“So now the Americans are coming over here to teach us how to be critical.” I was standing outside the US pavilion, featuring Fred Wilson, at the Venice Biennial 2003, talking to an arts theorist from Graz. Wilson had chosen to reveal the unacknowledged history of African slaves and migrants in Venice, and there was something sublime about my perspiring Austrian friend in his drenched Missy Elliott T-shirt and Diesel khakis, reprimanding Fred Wilson, of all people, for American expansionism — declaring him the flagship of the very US elite that would routinely mistake him for the porter at his openings.
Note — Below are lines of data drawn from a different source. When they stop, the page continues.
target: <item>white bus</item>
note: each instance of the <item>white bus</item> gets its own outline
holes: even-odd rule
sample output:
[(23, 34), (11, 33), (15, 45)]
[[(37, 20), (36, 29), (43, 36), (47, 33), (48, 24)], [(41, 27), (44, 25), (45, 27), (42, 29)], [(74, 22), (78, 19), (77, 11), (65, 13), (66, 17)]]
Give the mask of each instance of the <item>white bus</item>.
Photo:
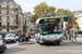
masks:
[(40, 45), (48, 42), (60, 44), (62, 40), (62, 26), (60, 17), (44, 17), (36, 21), (39, 32), (35, 33), (36, 42)]

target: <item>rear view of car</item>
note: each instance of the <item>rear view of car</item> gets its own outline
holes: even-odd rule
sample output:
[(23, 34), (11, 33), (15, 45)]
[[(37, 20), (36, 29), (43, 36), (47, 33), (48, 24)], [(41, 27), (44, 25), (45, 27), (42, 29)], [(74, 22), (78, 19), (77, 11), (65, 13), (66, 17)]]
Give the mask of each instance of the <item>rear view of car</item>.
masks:
[(0, 36), (0, 51), (4, 52), (5, 49), (7, 49), (7, 44), (5, 44), (4, 38)]
[(15, 43), (16, 42), (16, 38), (15, 38), (15, 35), (14, 33), (9, 33), (9, 35), (5, 35), (5, 42), (13, 42)]

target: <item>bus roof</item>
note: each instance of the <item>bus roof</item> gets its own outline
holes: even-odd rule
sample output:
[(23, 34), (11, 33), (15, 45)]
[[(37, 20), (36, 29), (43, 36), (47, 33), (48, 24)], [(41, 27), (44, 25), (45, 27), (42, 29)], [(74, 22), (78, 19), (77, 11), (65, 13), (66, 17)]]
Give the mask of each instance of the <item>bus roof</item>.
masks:
[(36, 24), (39, 24), (39, 21), (40, 21), (40, 19), (46, 19), (46, 18), (48, 19), (48, 18), (60, 18), (60, 17), (56, 16), (56, 17), (43, 17), (43, 18), (38, 18), (38, 19), (36, 21)]

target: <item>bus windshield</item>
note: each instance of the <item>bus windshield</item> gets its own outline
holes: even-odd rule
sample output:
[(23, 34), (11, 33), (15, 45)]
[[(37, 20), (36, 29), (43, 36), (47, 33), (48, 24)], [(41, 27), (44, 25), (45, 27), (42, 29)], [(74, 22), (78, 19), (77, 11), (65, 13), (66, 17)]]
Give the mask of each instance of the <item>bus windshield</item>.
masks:
[(61, 22), (40, 23), (39, 32), (40, 33), (61, 33), (62, 32)]

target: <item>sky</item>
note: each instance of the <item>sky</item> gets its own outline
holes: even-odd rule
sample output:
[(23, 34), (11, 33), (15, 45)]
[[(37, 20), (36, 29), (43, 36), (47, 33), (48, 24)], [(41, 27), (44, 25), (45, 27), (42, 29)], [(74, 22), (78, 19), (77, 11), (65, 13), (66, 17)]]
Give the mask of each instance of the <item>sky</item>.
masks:
[(34, 11), (34, 6), (40, 2), (46, 2), (48, 5), (69, 9), (70, 11), (80, 11), (82, 10), (82, 0), (14, 0), (17, 4), (21, 4), (23, 12)]

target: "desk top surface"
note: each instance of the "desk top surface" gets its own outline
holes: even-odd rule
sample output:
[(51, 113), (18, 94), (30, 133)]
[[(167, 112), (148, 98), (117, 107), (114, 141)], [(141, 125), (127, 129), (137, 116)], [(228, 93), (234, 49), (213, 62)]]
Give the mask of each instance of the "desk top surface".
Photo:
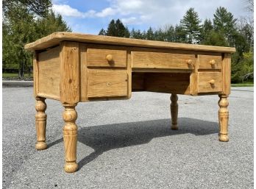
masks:
[(60, 43), (60, 42), (63, 40), (71, 40), (82, 43), (92, 43), (125, 46), (148, 47), (156, 49), (190, 50), (199, 51), (214, 51), (227, 53), (232, 53), (235, 51), (235, 49), (232, 47), (185, 44), (179, 43), (138, 40), (72, 32), (52, 33), (33, 43), (25, 45), (25, 49), (29, 51), (46, 49), (51, 46), (57, 46)]

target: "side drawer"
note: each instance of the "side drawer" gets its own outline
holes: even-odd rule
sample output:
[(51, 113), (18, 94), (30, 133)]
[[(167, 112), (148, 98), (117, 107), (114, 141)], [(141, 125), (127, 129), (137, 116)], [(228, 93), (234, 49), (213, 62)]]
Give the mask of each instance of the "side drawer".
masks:
[(126, 68), (127, 51), (88, 49), (88, 66)]
[(195, 54), (169, 52), (132, 51), (134, 68), (193, 69)]
[(127, 70), (88, 69), (88, 97), (115, 97), (128, 95)]
[(210, 93), (222, 91), (221, 72), (199, 72), (199, 93)]
[(221, 69), (221, 54), (199, 54), (198, 60), (199, 69)]

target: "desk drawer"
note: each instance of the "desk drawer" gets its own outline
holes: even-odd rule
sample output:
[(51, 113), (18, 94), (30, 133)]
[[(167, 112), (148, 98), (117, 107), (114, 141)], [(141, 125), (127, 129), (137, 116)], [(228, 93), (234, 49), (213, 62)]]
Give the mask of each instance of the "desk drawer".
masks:
[(102, 49), (88, 49), (88, 66), (126, 68), (127, 51)]
[(127, 70), (88, 69), (88, 98), (126, 96), (127, 94)]
[(199, 93), (210, 93), (222, 91), (221, 72), (199, 72)]
[(199, 69), (221, 69), (222, 57), (221, 54), (216, 55), (198, 55)]
[(168, 52), (132, 51), (132, 68), (193, 69), (195, 54)]

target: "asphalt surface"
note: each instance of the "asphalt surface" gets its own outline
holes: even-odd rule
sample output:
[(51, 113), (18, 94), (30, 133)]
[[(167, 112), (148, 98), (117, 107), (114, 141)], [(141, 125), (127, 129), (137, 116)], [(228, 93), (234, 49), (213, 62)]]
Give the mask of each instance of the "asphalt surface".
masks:
[(218, 140), (217, 96), (169, 94), (79, 103), (77, 162), (65, 173), (59, 101), (46, 100), (49, 148), (35, 149), (32, 88), (3, 88), (4, 188), (253, 188), (253, 88), (232, 88), (230, 142)]

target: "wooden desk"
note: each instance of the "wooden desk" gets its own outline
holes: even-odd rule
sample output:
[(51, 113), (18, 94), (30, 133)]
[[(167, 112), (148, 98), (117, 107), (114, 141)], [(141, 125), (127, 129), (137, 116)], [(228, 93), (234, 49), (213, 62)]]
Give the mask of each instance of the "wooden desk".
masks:
[(128, 99), (132, 91), (140, 90), (171, 93), (171, 128), (177, 129), (177, 94), (218, 94), (218, 139), (229, 140), (227, 97), (234, 48), (56, 32), (25, 49), (35, 52), (35, 148), (47, 147), (45, 99), (60, 101), (65, 107), (66, 172), (78, 168), (75, 107), (80, 101)]

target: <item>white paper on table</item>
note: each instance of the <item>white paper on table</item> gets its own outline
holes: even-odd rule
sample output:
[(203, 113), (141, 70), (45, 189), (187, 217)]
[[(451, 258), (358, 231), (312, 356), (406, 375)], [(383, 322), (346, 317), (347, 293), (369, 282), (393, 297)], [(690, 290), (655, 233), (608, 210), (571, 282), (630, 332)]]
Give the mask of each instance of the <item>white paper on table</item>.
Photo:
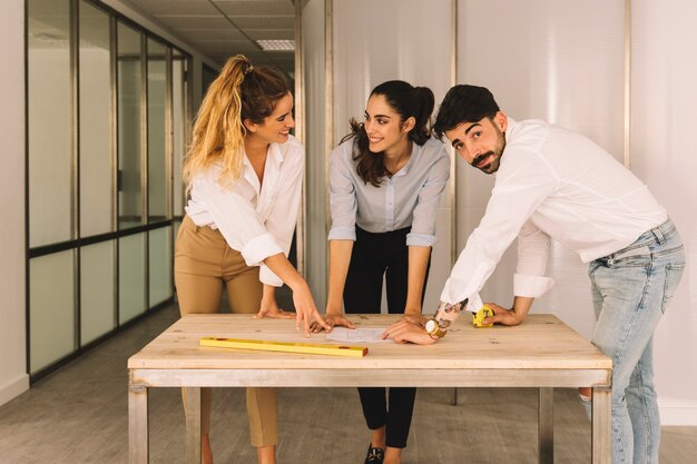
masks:
[(391, 339), (382, 339), (384, 328), (346, 328), (334, 327), (326, 337), (335, 342), (357, 342), (357, 343), (376, 343), (392, 342)]

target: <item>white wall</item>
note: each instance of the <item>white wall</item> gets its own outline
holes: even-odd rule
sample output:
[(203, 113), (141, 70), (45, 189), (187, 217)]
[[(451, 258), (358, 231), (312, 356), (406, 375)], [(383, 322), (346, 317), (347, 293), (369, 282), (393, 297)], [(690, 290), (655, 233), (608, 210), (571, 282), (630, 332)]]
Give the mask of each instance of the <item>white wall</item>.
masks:
[(324, 312), (326, 304), (326, 156), (324, 92), (324, 0), (303, 7), (302, 42), (305, 98), (305, 278)]
[(632, 1), (631, 170), (680, 230), (687, 267), (656, 330), (664, 424), (697, 425), (697, 2)]
[(24, 2), (0, 7), (0, 405), (29, 388), (24, 328)]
I tried to defend the artist with some unadventurous and predictable postcolonial wisdom, saying art was always instrumentalized in some way or other, that there was no harm in rubbing Venice’s nose in its racist past, and so on, sounding like a Routledge textbook. I don’t think I was doing justice to the ironic subtlety of the situation. What exactly was it about Wilson’s pavilion that made him look like he was an uninvited guest “coming over here”? His race? Hardly. Geopolitics? With the enlightened European reacting strongly to the imperial superpower? But then, surely it would make a difference that Wilson was the outstandingly critical type, rather than your average US warmonger. So it may have been sheer populism, a reaction against established mouthpieces endorsing (supposedly) anti-establishment positions. Whether or not this is really what made my critical companion shudder in his clammy khakis — seeing as it is now increasingly common for all sorts of social hierarchies to be played down by transnational gestures of critical awareness — it is, I would argue, the most pertinent side of the situation.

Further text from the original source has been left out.